FIG. 1A and FIG. 1B are views showing a configuration of an embodiment of an optical component protection device in a laser device according to the present invention.

2A and 2B are sectional views taken along the line AA of FIG. 1A, and FIG. 2C is a sectional view taken along the line D-D of FIG. 2A.

3 (a) and 3 (b) are diagrams showing modified examples of the configuration shown in FIGS. 2 (a) and 2 (b).

4A and 4B are views corresponding to FIGS. 1A and 1B, and are views showing another embodiment in which an air silling is used as an actuator.

FIG. 5 is a diagram corresponding to FIGS. 1A and 1B and is a diagram showing another embodiment using a linear actuator as an actuator.

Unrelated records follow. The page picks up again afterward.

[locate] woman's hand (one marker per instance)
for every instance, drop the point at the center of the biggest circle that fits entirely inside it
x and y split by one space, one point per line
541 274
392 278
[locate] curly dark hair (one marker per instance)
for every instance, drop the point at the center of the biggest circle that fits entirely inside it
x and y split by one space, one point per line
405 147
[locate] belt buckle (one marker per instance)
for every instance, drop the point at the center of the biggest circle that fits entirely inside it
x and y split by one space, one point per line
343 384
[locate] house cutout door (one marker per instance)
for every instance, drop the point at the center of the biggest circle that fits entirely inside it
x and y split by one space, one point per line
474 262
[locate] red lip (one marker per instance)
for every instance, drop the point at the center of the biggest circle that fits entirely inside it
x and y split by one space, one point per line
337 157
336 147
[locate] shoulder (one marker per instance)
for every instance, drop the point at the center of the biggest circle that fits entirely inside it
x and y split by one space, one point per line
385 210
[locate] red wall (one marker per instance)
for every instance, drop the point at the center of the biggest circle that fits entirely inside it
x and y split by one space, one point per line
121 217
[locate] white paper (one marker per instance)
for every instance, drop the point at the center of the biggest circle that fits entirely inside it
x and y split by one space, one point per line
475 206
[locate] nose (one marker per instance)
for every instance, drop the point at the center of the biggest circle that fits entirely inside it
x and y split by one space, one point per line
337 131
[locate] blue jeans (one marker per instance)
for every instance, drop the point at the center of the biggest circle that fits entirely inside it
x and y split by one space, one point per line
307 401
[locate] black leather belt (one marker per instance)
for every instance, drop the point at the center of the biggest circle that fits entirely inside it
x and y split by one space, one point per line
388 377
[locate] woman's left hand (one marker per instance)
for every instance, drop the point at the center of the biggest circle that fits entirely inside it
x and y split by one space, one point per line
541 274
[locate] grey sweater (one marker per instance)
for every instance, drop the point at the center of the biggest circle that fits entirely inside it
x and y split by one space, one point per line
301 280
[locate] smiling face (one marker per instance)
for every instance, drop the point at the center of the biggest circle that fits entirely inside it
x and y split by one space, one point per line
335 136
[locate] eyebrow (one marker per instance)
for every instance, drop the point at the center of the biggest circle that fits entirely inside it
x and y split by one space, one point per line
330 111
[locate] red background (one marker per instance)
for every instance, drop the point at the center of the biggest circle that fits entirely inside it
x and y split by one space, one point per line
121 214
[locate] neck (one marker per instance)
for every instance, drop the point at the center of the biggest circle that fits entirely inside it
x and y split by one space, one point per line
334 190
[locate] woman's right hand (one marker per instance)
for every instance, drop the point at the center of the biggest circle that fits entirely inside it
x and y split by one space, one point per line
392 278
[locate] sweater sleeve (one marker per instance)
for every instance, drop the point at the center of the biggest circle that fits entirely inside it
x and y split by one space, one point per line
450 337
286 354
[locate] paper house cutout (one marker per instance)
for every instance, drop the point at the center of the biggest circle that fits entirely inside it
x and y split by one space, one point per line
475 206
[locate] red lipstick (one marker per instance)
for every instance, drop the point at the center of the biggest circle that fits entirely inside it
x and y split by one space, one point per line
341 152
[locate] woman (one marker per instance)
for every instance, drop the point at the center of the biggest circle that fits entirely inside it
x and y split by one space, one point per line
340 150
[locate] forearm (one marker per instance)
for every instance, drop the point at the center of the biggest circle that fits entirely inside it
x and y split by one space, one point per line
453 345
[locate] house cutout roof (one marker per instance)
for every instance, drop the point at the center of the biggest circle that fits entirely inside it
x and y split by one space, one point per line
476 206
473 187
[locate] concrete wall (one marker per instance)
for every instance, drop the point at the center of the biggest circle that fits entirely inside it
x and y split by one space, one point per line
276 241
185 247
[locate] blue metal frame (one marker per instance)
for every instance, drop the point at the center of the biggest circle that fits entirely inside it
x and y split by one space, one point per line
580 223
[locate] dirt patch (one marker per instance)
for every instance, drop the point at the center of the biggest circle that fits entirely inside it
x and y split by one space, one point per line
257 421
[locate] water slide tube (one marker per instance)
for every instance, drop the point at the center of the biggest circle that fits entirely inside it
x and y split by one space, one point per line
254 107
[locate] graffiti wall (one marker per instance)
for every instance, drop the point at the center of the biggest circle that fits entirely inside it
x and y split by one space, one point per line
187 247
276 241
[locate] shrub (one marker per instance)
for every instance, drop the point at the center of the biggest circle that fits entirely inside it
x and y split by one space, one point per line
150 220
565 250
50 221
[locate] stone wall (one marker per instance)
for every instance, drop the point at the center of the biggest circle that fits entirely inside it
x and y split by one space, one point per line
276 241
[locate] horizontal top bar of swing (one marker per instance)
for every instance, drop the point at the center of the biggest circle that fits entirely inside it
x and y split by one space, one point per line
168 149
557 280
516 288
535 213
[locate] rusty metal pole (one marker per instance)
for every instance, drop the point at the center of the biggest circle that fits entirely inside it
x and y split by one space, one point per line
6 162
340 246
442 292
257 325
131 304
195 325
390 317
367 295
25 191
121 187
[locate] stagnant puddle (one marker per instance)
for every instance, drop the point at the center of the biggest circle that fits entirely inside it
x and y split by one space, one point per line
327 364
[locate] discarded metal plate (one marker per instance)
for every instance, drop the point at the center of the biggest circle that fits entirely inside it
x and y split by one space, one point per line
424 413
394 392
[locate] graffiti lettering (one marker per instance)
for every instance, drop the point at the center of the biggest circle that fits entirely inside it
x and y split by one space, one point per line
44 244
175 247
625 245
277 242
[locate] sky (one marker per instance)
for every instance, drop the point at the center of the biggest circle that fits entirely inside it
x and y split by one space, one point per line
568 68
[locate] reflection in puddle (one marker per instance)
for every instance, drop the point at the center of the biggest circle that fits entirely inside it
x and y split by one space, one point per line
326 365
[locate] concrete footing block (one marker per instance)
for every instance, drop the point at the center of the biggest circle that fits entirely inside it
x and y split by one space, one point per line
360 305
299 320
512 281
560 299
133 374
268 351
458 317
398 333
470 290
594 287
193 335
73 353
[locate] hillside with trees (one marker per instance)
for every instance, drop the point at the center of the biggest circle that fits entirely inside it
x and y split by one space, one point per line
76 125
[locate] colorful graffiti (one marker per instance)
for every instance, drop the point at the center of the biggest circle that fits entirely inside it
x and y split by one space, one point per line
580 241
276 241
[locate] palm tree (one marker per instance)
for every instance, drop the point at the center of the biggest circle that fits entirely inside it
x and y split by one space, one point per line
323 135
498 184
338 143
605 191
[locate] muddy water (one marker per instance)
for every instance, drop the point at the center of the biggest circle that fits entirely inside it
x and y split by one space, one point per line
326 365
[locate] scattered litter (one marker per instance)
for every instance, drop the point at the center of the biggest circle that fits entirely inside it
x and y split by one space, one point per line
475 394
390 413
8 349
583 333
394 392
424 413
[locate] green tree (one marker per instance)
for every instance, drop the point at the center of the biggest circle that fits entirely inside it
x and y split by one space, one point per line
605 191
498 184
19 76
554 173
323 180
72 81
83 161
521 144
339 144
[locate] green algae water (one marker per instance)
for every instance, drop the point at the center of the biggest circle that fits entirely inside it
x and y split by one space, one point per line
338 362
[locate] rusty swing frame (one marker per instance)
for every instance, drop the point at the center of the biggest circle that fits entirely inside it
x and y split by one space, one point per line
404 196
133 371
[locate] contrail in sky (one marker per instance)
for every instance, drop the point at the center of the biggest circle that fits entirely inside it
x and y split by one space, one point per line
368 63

[Explanation of symbols] 1 laser chamber 4 shutter 6 narrow band (rear) box 7 front box 8 grating 9 prism 10 prism 11 front mirror 12 duct 13 duct 18 laser light passage

Claims (1)

[Claims] 1. By mounting the laser chamber so that a laser light inlet provided in a housing in which an optical component constituting a laser device is incorporated and a laser light emitting outlet provided in a laser chamber are connected to each other. In an optical component protection device for a laser device that protects optical components in the housing from the outside air and performs laser oscillation, a connection between a laser light inlet of the housing and a laser light emitting port of the laser chamber An optical component protection device in a laser device, wherein a shutter is provided for closing a laser light guide entrance of the casing according to removal of the laser chamber so that the state is released.